Our electromagnetic flow control (EMFC) approach involves seeding an air flow with electromagnetically conducting nanoparticles ('cold plasma') before passing it though an electromagnetic field which will generate the Lorentz body force on the flow. Theoretical studies show that EMFC can provide control forces and moments comparable to to those provided by a traditional flap without the bulk and increased drag. Previous research in this field has shown that EMFC devices use an impractically high amount of power in order to generate the electromagnetic field. However, applying artificial seeding to a small control volume in a boundary layer may be feasible. Our low speed experiments will run at speeds up to 30 m/s and the high speed experiments will run at Mach 2.5.

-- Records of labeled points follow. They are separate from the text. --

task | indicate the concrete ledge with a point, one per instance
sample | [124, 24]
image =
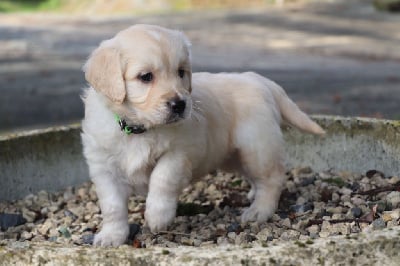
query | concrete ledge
[378, 247]
[48, 159]
[351, 144]
[51, 159]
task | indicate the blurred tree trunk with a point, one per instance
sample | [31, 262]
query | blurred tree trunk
[387, 5]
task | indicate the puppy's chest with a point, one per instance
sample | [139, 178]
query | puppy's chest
[137, 157]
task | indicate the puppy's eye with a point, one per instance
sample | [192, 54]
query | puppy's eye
[181, 73]
[146, 78]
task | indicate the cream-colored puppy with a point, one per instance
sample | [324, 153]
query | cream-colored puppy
[177, 127]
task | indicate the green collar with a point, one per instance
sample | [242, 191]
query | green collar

Pictured below is a 3D theoretical study of the Lorentz force that will accelerate a conducting cold plasma. The Lorentz force is created with several electrode pairs, each pair placed around a rare earth magnet. Near the plate, the Lorentz force becomes much stronger in the boundary layer region. The Lorentz force peaks at the electrodes, but a nearly uniform force can be created by manipulating the geometry of the electrode and magnet configuration. Also pictured below is a diagram of the electric, magnetic, current, and velocity field vectors crossed to produce the Lorentz accelerating force for a two magnet, three electrode combination. Reversing the magnetic polarity will change the force to one that retards the flow.

Optical flow measurements will be critical to understanding the nature of the interaction of the electrically charged nanoparticles with the electromagnetic fields. We have instrumentation available to measure flow characteristics such as particle velocity distribution, plasma conductivity, and seed distribution.